Fixing South Carolina’s Education Finance Foundation

October 1, 2019

Ellen Weaver

Former President & CEO

“South Carolina’s educational funding scheme is a fractured formula denying students…constitutionally required opportunity.” – South Carolina Supreme Court

PROBLEM 1: South Carolina’s overall academic performance is poor…and falling below Mississippi.

  • South Carolina is at—or near—the bottom of every major national ranking of education outcomes.
  • In 2017-18, 2/3rds of 3rd-8th graders did not meet grade level expectations for both English and Math on state tests

PROBLEM 2: South Carolina’s per pupil and administrative expenditures are high, compared to our competing neighbor states.

  • South Carolina spent $9.9 billion in federal, state, and local education dollars in 2018-19, or $13,659 per student, according to the SC Revenue and Fiscal Affairs Office estimates.
  • K-12 education spending represents 20% of South Carolina’s general fund budget.

In FY 2019-20, South Carolina invested $295 million in new education spending, with $159 million going to teacher pay increases.

PROBLEM 3: South Carolina’s spider web of funding is one of the most complex in the nation.
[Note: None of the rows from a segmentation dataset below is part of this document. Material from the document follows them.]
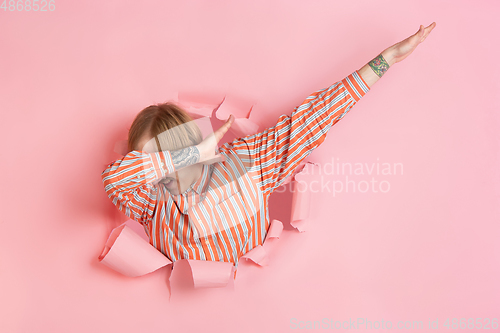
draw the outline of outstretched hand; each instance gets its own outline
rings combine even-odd
[[[224,160],[221,154],[216,154],[217,143],[222,139],[224,134],[226,134],[233,122],[234,116],[230,115],[224,125],[222,125],[218,130],[207,136],[205,140],[198,144],[198,150],[200,151],[199,163],[212,164]]]
[[[432,22],[426,28],[420,25],[415,34],[389,47],[387,51],[391,53],[393,63],[400,62],[408,57],[417,48],[418,44],[422,43],[429,36],[435,26],[436,22]]]

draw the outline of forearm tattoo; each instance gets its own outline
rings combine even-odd
[[[384,73],[389,69],[389,64],[387,63],[387,61],[385,61],[384,57],[382,57],[382,54],[379,54],[377,57],[373,58],[373,60],[368,64],[373,69],[375,74],[378,75],[378,77],[382,77],[382,75],[384,75]]]
[[[190,146],[184,149],[174,150],[170,152],[174,167],[176,169],[183,168],[188,165],[196,164],[200,160],[200,151],[196,146]]]

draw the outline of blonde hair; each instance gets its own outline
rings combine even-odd
[[[137,145],[144,135],[155,138],[161,150],[178,150],[203,140],[193,118],[172,102],[150,105],[137,114],[128,132],[129,152],[142,149]]]

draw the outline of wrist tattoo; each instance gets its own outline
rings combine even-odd
[[[375,74],[378,75],[378,77],[382,77],[385,72],[389,69],[389,64],[387,61],[385,61],[384,57],[382,54],[379,54],[377,57],[373,58],[372,61],[368,63],[375,72]]]
[[[196,146],[190,146],[184,149],[174,150],[170,152],[174,167],[176,169],[183,168],[188,165],[196,164],[200,160],[200,151]]]

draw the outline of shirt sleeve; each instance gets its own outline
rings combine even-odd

Our “fractured formula” is failing students:

  • Expenditures are not directly tied to actual student costs.
  • Revenue streams are unstable and unpredictable, causing significant budgeting challenges.
  • Overly complicated funding formulas lack transparency and disguise inefficiency.
  • Current cost-sharing formulas do not promote fairness across districts.

THE SOLUTION: Refocus funding on students. Restore the power of the Education Finance Act.
South Carolina’s Education Finance Act (EFA) of 1977 was built around the specific needs of specific children. However, nearly three-fifths of what South Carolina spends on education is now provided outside of the EFA, and not tied to the number or types of students served.

Student-centered funding would restore the original power of the EFA by providing the bulk of state education funding for each student based on his or her needs.

This would redirect dollars out of bureaucracies and well-meaning but ineffective programs and put those dollars back into classrooms to better support teachers and student learning.

Three keys for student-centered finance reform

Streamline funding, reduce paperwork, and increase autonomy to empower teachers and school leaders to innovate at the local level and meet the unique needs of their students and community. Make principals the CEO of their school and teachers the CEO of their classroom.

Create clear, meaningful accountability for taxpayers’ investment and student outcomes. Student success is what matters.

Provide equal opportunity for students, across rural and urban districts and between different types of education options.